The trick then is to see that when we speak of universals as the product of dichotomies or dialectical opposition, we are now contrasting two particulars. They are only contrarieties (as if they were contradictions, then one couldn't even be considered a possibility, and if one wasn't possible, then its "other" can't even be crisply defined).
If the poles of a dichotomy are only contraries, then only the vague, or pure potentiality, counts as some actual monistic universal - but now an apophatic one, defined by its actual non-existence.
What actually exists is not the "oneness" of this potential but the "many-ness" of the divisions that proved to be possible. So universality unfolds hierarchically in the manner first articulated by Anaximander (well, metaphorically by the Hesiod also). That is, metaphysics seeks to identify the most general dichotomies (or symmetry breakings) that then led to the increasingly more specific ones.
Anaximander actually managed a strikingly thermodynamic view. The Apeiron first separates into the hot and the cold, then follows the division into the dry and the wet. Earlier I highlighted the fundamental division that modern physics appears to have arrived at - the two basic "directions of action" of a (gravitational) integration and a (quantum) differentiation.
But whatever the story, the logic is the same. A first most general symmetry breaking paves the way for a casade of further symmetry breakings. Universality has hierarchical organisation - an unfolding direction in time. The most general change sets the scene for more particular change. And every metaphysically significant change takes the logical form of a dichotomisation.
Hence why hylomorphic substance was taken by Aristotle to be the foundational state of being. The combo of en-mattered form and in-formed matter. Everything definitely begins only when material cause and formal cause are brought together in an actualised state of contrariety - when they are realised with the middle ground that connects them as the matched extremes of a state of possibility.
But then when did these two "actions in directions" first arise? The talk of prime matter and prime mover tries to bypass this question by just claiming their actuality, their divided particularity, as something static or eternal. So again, to get beyond the usual impasse, we have to have a triadic metaphysics where the grounding potential is defined apophatically in terms of what we consider to be the most fundamental pair of universals.
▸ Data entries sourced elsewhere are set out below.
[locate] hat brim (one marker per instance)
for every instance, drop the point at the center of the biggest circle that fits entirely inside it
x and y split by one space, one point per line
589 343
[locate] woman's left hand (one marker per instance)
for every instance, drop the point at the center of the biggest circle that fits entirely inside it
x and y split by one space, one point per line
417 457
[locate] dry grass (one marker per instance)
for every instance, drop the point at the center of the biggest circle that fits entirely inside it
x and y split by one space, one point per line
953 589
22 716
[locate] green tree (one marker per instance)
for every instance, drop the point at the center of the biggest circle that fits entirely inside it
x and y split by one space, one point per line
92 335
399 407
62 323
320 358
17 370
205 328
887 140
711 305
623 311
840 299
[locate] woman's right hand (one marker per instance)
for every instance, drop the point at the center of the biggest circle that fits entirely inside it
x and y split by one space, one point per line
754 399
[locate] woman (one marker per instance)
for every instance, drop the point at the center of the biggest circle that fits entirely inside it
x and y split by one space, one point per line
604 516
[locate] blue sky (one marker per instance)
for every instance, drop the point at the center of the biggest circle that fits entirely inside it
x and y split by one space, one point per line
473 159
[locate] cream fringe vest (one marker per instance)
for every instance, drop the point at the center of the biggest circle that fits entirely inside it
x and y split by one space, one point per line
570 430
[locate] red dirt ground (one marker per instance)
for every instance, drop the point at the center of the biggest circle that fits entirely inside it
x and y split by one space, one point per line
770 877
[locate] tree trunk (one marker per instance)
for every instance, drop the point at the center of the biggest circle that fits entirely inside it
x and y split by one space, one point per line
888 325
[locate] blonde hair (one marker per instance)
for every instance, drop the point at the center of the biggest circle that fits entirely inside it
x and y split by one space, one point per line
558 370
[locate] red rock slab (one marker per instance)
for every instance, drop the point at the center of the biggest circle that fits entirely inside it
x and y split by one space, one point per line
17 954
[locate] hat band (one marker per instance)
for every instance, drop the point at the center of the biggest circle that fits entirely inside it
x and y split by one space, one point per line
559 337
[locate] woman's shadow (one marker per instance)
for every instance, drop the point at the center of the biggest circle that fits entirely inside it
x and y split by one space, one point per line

If this is form and matter, then that is what a vague beginning swallows up.
Substance can't be the substrate of substance. But a potential could be divided in any fashion by a dichotomisation. And logically - reversing the hierarchical story to be seen in metaphysical development - the first dichotomy is then going to be whatever is the most general possible one. If generality has to set the scene for specificity, then that is why Anaximander (or the Hesiod) intuitively sought the most general possible dichotomy as the first act of world-creating symmetry breaking. And - back to modern physics - why a theory of quantum gravity seems fundamental to explaining the "how" of a Big Bang creation event.